Learning Curves of GNNs vs MLP vs Tikhonov
A Comparative Study on Semi-Supervised Node Classification
C. Radoi (TU Delft - Electrical Engineering, Mathematics and Computer Science)
C. Liu – Graduation committee member (TU Delft - Electrical Engineering, Mathematics and Computer Science)
M.S. Jebali – Graduation committee member (TU Delft - Electrical Engineering, Mathematics and Computer Science)
E. Isufi – Graduation committee member (TU Delft - Electrical Engineering, Mathematics and Computer Science)
More Info
expand_more
Other than for strictly personal use, it is not permitted to download, forward or distribute the text or part of it, without the consent of the author(s) and/or copyright holder(s), unless the work is under an open content license such as Creative Commons.
Abstract
Graph neural networks (GNNs) are designed to use both node attributes and graph topology, but this extra information is not always beneficial. This paper compares learning curves for semi-supervised node classification under five informational and structural regimes: a ChebNet GNN (implicit topology and features), a feature-only multilayer perceptron (MLP), a topology-only graph Tikhonov baseline, and two variations enforcing explicit topological prior information via Graph Laplacian Regularisation (a regularized MLP and a regularized GNN). We evaluate Cora and PubMed as homophilic citation networks, and Chameleon and Squirrel as heterophilic web graphs over increasing labeled-node budgets, using fixed validation and test splits and repeated random budget sampling. We find that in the homophilic settings, the structural benefit of the GNN is substantial, though enforcing a strict smoothness prior makes the Tikhonov baseline surprisingly competitive at extremely low label budgets. In heterophilic settings, where the underlying structural smoothness prior is mathematically violated, model behaviour bifurcates based on structural density.

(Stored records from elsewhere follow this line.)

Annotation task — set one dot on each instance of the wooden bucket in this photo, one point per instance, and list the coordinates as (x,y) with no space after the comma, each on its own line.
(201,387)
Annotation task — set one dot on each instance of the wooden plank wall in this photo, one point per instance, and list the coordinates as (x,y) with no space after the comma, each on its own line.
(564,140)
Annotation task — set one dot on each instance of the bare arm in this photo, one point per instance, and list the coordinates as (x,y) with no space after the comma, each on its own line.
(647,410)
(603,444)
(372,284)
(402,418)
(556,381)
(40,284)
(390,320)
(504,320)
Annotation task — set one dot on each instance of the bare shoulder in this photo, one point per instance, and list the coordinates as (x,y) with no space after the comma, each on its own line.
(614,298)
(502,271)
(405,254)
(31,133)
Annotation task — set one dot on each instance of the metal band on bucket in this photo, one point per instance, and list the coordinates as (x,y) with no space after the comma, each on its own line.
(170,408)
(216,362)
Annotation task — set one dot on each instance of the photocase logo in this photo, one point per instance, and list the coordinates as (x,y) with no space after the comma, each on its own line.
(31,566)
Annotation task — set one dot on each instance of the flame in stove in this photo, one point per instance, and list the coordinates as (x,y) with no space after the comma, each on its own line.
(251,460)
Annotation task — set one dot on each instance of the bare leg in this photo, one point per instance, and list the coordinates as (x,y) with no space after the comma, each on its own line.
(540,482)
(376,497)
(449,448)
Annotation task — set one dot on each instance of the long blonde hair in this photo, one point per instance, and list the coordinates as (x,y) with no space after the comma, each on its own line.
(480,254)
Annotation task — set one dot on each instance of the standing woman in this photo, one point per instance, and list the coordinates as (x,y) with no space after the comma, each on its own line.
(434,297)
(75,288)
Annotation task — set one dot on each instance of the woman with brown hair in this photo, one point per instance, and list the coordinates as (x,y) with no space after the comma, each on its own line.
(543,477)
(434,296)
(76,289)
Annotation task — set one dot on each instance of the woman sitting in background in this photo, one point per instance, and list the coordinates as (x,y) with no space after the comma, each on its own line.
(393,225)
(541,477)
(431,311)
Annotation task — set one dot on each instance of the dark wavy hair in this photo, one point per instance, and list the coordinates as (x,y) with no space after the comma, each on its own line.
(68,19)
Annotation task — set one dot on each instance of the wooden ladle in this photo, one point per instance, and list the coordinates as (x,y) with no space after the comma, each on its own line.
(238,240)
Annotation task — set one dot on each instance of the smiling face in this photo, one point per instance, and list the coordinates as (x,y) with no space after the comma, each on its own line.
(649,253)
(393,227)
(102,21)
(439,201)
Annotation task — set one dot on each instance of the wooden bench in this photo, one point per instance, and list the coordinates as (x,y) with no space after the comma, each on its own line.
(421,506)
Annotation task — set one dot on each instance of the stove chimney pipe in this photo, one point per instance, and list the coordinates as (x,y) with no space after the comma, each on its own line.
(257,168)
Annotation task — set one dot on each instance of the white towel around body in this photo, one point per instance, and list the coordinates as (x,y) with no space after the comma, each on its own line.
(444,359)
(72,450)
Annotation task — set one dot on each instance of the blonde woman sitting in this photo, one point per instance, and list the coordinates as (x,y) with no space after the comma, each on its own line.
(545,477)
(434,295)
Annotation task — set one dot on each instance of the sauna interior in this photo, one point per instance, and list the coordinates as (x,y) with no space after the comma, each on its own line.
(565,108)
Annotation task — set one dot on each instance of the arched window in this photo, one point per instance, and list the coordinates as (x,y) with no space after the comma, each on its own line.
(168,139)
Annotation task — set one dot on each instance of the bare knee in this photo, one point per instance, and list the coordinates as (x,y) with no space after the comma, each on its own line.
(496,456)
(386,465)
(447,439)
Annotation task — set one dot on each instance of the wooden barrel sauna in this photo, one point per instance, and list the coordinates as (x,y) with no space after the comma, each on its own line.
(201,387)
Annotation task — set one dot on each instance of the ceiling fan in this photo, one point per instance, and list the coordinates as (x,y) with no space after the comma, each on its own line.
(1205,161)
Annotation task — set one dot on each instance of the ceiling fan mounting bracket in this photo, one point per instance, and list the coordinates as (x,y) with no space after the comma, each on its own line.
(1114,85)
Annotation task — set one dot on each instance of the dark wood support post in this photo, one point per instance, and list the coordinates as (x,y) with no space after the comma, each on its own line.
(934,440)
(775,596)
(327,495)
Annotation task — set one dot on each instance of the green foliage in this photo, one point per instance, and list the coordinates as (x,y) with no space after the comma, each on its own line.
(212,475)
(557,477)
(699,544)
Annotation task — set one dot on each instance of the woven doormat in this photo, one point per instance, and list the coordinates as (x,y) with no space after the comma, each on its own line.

On sparser heterophilic graphs (Chameleon), all informational regimes converge to an identical performance floor bounded by uninformative node features. Conversely, on massively dense heterophilic networks (Squirrel), classical topology-only solvers catastrophically collapse below feature-only baselines due to the amplified friction of the deceptive prior. Our results show that the benefit of explicit topological priors depends heavily on data availability. They provide clear advantages in low-label regimes under strict feature starvation, but become less effective as more labels or stronger feature signals become available.